Trying to Sleep

Bedtime is often early – 7 or 8 pm – after an early dinner. Around 9, just when I think I will have some undisturbed time to read or write, I will hear him get out of bed and shuffle to the door and peer around the corner at me while I sit at my desk. He will do a silly little wave and announce his first wake up of the night.

Tonight, he came out and sat down next to me as I wrote. He waited until I looked at him and then told me that he wanted to talk to me.  Conversations that start like this are often ones I don’t like.

What he wanted was for me to document “his phase” that he was in. It’s a problem that happens at night and this is how he describes it.  It’s tension that keeps him awake, a bit like restless leg syndrome.  He feels that his blood pressure is high and that he needs to have more magnesium water.  He wants very much to sit and resolve this tension but knows that he must do something active to resolve it.

I suggested he take his blood pressure to verify what it was, but the act of getting up and putting the cuff on to take the reading was something he said would cause more tension. He didn’t want to do it but finally relented if I would go get the cuff and put it on him. (And yet he knew the next thing he needed to do was his high intensity exercise, which involved moving too. He admitted the contradiction.)

His blood pressure reading was 167/95 with a pulse of 49.  He got up to do his exercises, which consist of mostly arm movements and a little bit of squatting for four minutes, but I doubt he spent that long at it.  He insists that it be recorded as his hands begin to tingle, and he feels the stimulation up the back of his neck, and of course, he gets tired and breathes a little heavier.  All this is important to note because it shows that you don’t have to have a lot of exercise to get what he calls “nitric acid dump”.  This is an exercise protocol he learned from an online coach named _______. After exercise his blood pressure was higher 183/106, pulse 58 which he predicted would happen. After resting for a while and drinking more Mg water his pressure was back down to the pre-exercise reading.

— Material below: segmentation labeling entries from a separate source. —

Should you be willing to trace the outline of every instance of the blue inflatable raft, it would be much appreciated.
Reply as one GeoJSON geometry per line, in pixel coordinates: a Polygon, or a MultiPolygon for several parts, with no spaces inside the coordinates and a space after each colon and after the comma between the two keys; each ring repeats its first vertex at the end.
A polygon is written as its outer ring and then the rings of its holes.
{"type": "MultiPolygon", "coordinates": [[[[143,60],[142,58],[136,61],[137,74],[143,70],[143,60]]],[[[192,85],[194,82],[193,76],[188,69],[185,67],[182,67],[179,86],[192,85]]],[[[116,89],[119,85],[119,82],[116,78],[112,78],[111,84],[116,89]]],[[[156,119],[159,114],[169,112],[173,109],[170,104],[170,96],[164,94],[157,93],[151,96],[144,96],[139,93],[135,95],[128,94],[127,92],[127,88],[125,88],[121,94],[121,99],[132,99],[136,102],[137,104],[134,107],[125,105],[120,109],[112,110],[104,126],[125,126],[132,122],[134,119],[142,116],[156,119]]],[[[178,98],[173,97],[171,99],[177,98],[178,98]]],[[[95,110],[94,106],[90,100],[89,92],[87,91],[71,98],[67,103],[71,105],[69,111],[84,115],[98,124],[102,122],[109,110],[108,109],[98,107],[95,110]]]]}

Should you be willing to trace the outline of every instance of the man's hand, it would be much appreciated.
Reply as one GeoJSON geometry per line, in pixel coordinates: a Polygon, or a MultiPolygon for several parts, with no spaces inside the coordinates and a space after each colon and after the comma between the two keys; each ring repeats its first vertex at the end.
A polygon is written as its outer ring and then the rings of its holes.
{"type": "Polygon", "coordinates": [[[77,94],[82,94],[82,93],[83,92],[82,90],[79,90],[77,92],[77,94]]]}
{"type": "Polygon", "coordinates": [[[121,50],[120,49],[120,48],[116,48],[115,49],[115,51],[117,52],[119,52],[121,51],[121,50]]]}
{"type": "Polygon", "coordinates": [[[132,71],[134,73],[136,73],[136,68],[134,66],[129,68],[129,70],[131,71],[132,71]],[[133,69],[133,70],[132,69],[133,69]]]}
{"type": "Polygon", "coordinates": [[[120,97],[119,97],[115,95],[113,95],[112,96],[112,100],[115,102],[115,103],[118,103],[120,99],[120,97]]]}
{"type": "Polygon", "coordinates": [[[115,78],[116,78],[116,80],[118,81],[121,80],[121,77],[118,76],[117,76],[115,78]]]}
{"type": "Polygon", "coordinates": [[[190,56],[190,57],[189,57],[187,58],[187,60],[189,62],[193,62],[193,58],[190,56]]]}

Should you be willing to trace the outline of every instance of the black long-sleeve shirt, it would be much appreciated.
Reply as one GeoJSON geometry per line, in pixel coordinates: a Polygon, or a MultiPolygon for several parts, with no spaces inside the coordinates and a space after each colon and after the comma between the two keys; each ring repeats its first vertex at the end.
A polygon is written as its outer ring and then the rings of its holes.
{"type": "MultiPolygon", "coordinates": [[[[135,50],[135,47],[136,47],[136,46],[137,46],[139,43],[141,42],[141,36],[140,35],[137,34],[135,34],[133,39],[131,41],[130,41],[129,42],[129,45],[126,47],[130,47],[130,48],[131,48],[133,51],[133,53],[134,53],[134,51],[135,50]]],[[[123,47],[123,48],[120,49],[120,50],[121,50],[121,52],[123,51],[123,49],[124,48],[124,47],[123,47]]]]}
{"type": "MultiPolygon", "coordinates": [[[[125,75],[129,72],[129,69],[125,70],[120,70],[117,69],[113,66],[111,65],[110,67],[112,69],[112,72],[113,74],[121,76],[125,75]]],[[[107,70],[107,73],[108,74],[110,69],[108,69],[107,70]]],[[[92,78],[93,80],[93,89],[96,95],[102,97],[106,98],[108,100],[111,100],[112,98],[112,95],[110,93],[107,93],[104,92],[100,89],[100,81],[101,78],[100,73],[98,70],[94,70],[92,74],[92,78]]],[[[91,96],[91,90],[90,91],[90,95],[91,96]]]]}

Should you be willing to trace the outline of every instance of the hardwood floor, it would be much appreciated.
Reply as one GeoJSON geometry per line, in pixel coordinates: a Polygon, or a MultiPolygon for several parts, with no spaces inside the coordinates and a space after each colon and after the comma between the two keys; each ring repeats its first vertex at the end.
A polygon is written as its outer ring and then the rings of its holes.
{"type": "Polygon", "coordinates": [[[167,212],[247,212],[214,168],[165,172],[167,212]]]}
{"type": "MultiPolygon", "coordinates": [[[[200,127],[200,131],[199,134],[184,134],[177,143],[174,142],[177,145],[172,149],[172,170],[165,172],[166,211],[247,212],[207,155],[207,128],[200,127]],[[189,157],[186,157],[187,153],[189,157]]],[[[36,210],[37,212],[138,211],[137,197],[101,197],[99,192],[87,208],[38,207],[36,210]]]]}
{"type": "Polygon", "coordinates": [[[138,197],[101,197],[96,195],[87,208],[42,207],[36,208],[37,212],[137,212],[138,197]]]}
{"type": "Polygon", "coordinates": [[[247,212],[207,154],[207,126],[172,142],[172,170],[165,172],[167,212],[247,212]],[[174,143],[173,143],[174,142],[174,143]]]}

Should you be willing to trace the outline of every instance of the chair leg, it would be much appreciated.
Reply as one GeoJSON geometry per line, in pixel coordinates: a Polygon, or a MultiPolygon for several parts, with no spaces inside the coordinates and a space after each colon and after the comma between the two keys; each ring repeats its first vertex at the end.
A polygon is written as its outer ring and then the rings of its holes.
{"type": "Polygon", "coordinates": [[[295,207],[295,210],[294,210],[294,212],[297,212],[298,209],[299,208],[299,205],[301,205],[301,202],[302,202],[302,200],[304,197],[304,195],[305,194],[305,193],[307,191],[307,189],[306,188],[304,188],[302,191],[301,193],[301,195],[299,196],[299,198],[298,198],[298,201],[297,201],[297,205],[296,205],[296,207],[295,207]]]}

From reading, he has a mental construct of what he thinks is going on in his body.  Taking his blood pressure puts pressure on his bladder.  Autophagy starts taking place a certain number of hours after he eats and makes him have to clear his throat and spit, makes him have to urinate, makes him need more and more magnesium.  Something makes him feel that the whole process is speeding up and requiring more magnesium. He measures how much he thinks he needs by how much he is drinking.  He used to sip on one 16 oz. bottle of water with 300 mg. magnesium per day and possibly another one during the night. Now he is asking for at least two and sometimes three.  He asks because measuring the minerals is difficult for him. He shakes and spills some.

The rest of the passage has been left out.